“If a wife works to produce more income for the family, it is important to analyze exactly how much income, after taxes and expenses, her work contributes to the family. Couples often are surprised to learn that this income is not as much as they had expected” – Howard Dayton
I couldn’t help myself with this one. I’m sitting at my desk researching some personal finance topics when I ran into this one article from Howard Dayton (go look him up). In this article, he talks about his beliefs on women in the workplace. Now, mind you this is a reference I pulled from the book “Your Money Counts.” The biblical guide to earning, spending, saving, investing, giving and getting out of debt.
He starts off by giving us some revolutionary facts about a women’s circumstances on working; I won’t spoil them for you, so please read this book if you’re curious. He then throws in a little sentence about a study Stanford University did on women who worked and who were also dedicated to their housework. The study says the women who worked full-time jobs and came home to clean worked over 70-80 hours a week. He then insinuated that women should be at home when her children were home as a result.
Now I know and understand that a lot of people agree with this train of thought, especially here in the South. My mother worked 80 + hours week, most weeks. I was a latchkey kid growing up.
My parents both owned and operated a travel agency after my dad got laid off from Coke. I’m sure they weren’t planning this path but took the responsibility of providing for the family. My mother was the manager, while my father took care of the admin and finances.
I witnessed at an early age the power of hard work & initiative. I learned early about the sacrifices that were made and benefits of having both parents who worked. From a provisional standpoint, all bases were covered; we had food, lived in a nice house, etc., etc. But it wasn’t all roses and sunshine. I got into a lot of trouble, and when my parents came home, they brought the office drama with them. It wasn’t easy, but we made things work.
I’m not writing this article to condemn anyone or to get out my violin but instead thought this would be a great opportunity to talk about conformity. Should women work outside the home falls under too many personal beliefs, ideologies, and circumstances. And has less to do with the woman and more to do with the family unit. Men are fully capable of sharing the workload – both inside and outside the home. I think the question should be rephrased by asking how we as men should be supporting our women regardless of their activity and their proximity to “the house.”
Growing up I was taught that women didn’t have a voice and that I was always wrong. I was taught that women served men and if they didn’t they could easily be replaced. The author of this book hides behind scripture, but it’s obvious he’s got an agenda. I read this book several times and it’s funny because it’s true, the majority of men I know feel this way about women.
Titus 2:4-5 “Encourage the young women to love their husband, to love their children, to be sensible, pure, workers at home.”
I said I’d never reference scripture but I’m telling you if women lived by this one scripture alone US space exploration wouldn’t have happened. Rosa Parks would have never been on that bus and history as we know it would be completely different.
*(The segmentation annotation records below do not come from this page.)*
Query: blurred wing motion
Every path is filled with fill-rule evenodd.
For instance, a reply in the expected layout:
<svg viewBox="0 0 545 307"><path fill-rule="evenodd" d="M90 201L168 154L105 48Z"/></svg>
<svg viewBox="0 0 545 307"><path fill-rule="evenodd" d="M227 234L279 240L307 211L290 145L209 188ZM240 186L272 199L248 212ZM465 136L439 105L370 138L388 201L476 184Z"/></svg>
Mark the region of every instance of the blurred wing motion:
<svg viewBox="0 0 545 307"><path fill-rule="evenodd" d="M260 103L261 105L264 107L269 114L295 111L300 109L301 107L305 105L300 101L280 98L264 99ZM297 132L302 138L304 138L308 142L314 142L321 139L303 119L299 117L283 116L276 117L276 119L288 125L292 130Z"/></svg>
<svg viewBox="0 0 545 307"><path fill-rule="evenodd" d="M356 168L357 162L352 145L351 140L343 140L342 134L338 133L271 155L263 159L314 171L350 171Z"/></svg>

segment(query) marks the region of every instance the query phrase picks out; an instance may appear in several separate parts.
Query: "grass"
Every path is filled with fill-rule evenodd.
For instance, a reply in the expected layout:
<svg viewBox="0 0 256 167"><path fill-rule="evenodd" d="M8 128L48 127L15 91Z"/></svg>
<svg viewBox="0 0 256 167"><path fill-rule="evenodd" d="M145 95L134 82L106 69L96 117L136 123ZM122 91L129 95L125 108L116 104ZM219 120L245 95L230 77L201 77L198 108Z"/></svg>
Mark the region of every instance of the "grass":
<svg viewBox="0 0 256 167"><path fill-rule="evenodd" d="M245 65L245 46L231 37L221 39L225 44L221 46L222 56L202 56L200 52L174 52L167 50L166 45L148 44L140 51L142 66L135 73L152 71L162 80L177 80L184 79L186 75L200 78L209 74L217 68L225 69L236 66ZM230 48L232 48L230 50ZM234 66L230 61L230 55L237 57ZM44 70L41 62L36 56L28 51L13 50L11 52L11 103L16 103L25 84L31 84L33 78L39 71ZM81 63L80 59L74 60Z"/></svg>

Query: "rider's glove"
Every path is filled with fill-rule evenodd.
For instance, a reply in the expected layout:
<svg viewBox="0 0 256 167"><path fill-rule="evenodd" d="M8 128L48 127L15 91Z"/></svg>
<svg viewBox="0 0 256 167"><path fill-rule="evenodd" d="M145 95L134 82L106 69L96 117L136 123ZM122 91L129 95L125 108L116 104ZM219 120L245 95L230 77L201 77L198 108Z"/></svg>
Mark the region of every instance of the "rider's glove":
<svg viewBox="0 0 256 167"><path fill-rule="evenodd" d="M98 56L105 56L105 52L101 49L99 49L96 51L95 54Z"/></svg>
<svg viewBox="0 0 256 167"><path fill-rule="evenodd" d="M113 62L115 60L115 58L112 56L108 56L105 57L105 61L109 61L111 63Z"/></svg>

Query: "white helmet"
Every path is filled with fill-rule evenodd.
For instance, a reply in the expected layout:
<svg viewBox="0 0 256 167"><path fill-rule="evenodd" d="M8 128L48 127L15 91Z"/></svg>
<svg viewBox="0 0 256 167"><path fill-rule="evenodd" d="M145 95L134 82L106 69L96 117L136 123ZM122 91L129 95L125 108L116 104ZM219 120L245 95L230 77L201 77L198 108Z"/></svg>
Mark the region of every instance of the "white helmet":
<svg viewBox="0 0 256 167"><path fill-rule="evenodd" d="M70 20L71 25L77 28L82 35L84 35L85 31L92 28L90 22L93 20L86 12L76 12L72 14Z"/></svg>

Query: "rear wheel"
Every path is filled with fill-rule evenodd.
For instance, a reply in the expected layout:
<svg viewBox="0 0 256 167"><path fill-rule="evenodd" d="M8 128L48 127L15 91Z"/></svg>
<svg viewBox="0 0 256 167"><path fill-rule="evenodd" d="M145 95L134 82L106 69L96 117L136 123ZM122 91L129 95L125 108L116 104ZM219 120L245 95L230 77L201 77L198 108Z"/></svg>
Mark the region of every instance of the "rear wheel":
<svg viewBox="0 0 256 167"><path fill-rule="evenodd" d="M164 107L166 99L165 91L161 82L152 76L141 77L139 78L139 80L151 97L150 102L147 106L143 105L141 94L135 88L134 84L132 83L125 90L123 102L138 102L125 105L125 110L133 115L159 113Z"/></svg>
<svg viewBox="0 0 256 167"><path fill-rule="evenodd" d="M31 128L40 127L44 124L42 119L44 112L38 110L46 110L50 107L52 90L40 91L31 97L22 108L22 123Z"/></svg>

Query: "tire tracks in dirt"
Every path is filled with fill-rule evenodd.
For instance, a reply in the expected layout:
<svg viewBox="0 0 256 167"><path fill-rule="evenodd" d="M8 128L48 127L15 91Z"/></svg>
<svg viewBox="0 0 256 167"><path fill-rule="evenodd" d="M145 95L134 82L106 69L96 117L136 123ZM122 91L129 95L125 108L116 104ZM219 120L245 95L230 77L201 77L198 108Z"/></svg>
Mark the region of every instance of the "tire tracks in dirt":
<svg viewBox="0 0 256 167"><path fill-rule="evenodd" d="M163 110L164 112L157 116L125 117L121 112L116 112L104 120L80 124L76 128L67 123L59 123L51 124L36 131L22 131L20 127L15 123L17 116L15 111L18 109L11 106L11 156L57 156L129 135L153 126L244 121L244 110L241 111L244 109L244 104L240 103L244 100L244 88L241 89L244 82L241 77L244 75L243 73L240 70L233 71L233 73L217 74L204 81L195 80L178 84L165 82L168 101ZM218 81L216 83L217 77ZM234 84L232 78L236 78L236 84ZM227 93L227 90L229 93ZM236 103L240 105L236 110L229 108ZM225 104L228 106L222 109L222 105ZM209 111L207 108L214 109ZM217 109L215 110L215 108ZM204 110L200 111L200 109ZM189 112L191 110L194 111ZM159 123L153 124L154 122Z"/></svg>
“Well-Behaved Women Seldom Make History” – Laurel Thatcher Ulrich
Now, this is a quote I can stand behind because it speaks to conformity and the unwillingness to be silenced. Women that have followed this logic created the world as we know it today. Here’s an example: Ruth Wakefield, inventor of the chocolate chip cookie, Mary Anderson who invented windshield wipers, the list goes on.
The truth is, is that women should be praised for their accomplishments and supported for thinking outside the box. I hope more women will take the initiative to get into the workforce and become professionals in their fields. And I hope the men in their lives can support them equally.
If you’re interested, please read Howard Dayton‘s book, let me know what you think. The more conversation we have about this, the better. And if I’m honest I’ll admit there are many things my wife can do that I can’t. Life without her wouldn’t work, and I’m thankful for that.